THE suspension of constitutional government in Peru has raised old worries in much of Latin America.
Few here think the Brazilian military is interested in taking over the government only seven years after leaving office, but some analysts say unrest at lower levels could be dangerous. Low-level military officers in a poor suburb of Brasilia met outdoors on a rainy night last week to rally participants for an April 27 march on armed forces headquarters to protest low salaries.
"With the pressure on salaries and a lot of emotionalism, people are very worried about that march. Events in Peru and Venezuela act like a magnifying box," says Columbia University professor Alfred Stepan, a specialist on the Latin American military.
After decades of military interventionism throughout much of Latin America, civilian governments are struggling to sow democracy amid economic and social turmoil. They have taken on the thankless burden of imposing harsh economic policies to bring down inflation and renew growth.
Poor pay and general neglect of the military under civilian governments in recent years has led to grumbling in many countries' armed forces, sometimes destabilizing local politics. Two months ago in Venezuela, disgruntled officers found support among impoverished civilians for a coup dtat that ultimately failed. Venezuela broke diplomatic relations with Peru Wednesday, becoming the first nation to do so after Mr. Fujimori's move.
With the memory of military dictatorships still strong, some of the region's presidents have recalled ambassadors and called for a return to democratic rule. A mission led by Organization of American States Secretary-General Joao Clemente Baena Soares was set to fly to Peru late this week to promote a dialogue between Fujimori and opposition leaders. The OAS has scheduled a May 23 meeting to hear the mission's report and possibly take action, and also wants to send a committee to investigate the human ri ghts situation in Peru.
The more informal Group of Rio said it would ban Peru from its meetings until democracy was restored. Comprising the foreign ministers of 13 nations, the Group of Rio grew out of informal consultations during the Salvadoran war.
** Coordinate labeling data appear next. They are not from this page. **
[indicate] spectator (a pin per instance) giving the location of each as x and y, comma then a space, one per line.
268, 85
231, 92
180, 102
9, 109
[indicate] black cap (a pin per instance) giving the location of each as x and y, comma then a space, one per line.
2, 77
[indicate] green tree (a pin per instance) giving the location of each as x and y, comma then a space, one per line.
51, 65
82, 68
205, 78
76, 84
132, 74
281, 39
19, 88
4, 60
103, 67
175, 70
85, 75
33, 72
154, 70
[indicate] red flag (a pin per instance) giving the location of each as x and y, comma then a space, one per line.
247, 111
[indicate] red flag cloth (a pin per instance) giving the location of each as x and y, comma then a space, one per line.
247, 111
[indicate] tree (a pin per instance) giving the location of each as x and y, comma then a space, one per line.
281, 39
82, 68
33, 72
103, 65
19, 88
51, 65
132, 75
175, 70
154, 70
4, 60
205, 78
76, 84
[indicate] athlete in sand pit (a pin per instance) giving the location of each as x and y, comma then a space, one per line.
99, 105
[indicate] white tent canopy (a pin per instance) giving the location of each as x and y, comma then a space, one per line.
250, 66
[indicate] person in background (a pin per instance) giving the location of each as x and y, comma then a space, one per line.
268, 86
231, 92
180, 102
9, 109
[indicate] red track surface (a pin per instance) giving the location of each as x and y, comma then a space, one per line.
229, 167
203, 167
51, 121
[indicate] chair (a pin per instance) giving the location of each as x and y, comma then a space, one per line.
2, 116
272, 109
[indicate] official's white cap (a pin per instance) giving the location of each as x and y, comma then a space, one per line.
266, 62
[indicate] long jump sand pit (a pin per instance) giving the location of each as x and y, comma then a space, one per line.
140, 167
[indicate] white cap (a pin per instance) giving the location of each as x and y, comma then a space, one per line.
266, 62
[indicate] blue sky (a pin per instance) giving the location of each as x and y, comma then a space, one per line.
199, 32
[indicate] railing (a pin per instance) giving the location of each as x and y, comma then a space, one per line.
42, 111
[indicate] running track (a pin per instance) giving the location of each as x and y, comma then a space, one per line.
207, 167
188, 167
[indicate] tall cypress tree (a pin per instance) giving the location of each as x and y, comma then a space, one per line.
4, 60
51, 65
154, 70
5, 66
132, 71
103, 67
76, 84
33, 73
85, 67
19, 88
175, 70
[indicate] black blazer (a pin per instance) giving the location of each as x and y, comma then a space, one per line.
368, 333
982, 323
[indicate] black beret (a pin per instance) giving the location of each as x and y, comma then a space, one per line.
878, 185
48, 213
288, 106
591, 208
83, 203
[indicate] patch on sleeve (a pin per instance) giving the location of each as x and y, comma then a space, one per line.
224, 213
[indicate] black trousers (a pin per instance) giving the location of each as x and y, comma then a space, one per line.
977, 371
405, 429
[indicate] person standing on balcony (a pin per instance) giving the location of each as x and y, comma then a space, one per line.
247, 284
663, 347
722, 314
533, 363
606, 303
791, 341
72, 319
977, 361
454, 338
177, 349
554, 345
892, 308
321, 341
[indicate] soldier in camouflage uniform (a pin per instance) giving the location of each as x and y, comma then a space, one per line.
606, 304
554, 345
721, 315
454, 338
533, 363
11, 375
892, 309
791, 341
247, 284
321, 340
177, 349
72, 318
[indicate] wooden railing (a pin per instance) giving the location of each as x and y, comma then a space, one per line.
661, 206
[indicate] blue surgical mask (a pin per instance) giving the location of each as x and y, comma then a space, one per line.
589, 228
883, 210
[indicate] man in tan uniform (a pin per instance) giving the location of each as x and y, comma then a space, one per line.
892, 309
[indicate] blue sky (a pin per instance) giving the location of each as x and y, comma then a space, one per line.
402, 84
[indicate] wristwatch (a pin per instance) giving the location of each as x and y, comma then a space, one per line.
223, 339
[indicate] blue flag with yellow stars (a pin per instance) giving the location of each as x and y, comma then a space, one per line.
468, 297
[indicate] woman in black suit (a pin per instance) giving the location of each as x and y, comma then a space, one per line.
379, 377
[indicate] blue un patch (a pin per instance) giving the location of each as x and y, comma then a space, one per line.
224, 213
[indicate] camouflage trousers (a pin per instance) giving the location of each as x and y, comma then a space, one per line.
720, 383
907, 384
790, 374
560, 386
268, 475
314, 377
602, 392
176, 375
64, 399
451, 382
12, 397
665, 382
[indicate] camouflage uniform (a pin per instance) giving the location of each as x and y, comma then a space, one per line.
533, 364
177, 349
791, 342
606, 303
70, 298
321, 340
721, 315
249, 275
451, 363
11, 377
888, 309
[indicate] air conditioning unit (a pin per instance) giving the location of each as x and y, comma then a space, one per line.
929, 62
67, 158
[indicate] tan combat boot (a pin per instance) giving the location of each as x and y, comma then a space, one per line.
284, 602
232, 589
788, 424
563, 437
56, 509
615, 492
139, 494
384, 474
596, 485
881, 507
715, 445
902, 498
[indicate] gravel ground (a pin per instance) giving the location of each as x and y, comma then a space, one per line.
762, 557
Argentina, one of the region's most active countries on foreign policy issues, gave asylum in its Lima embassy last week to Peru's second vice president, Carlos Garcia Garcia, whom Peruvian congressmen had declared the constitutional president of Peru at a clandestine meeting April 9. An Argentine diplomatic source said Mr. Garcia likely would be allowed exile in Argentina, but said this implied "no judgment of his [political] situation." The source also said Argentina is not now considering breaking rel ations with Peru.
Brazil will wait to take any action until the OAS mission has been completed, a Brazilian Foreign Ministry official says. Brazil had been carrying out an intensive program with Peru to fight cholera, but the program has wound down as health technicians concentrate on the disease's spread within Brazil.
Chile, ruled for 17 years by a military regime, sees little threat to its democratic revival from Peru's unrest. Chile's June 28 municipal elections, made possible by an amendment to the Constitution dating from the reign of Gen. Augusto Pinochet Ugarte, demonstrate that "we have been able to change the Constitution and do away with the mayors named by Pinochet," says Christian Democrat Gennaro Arriagada. "There is no possibility of a regression to authoritarianism."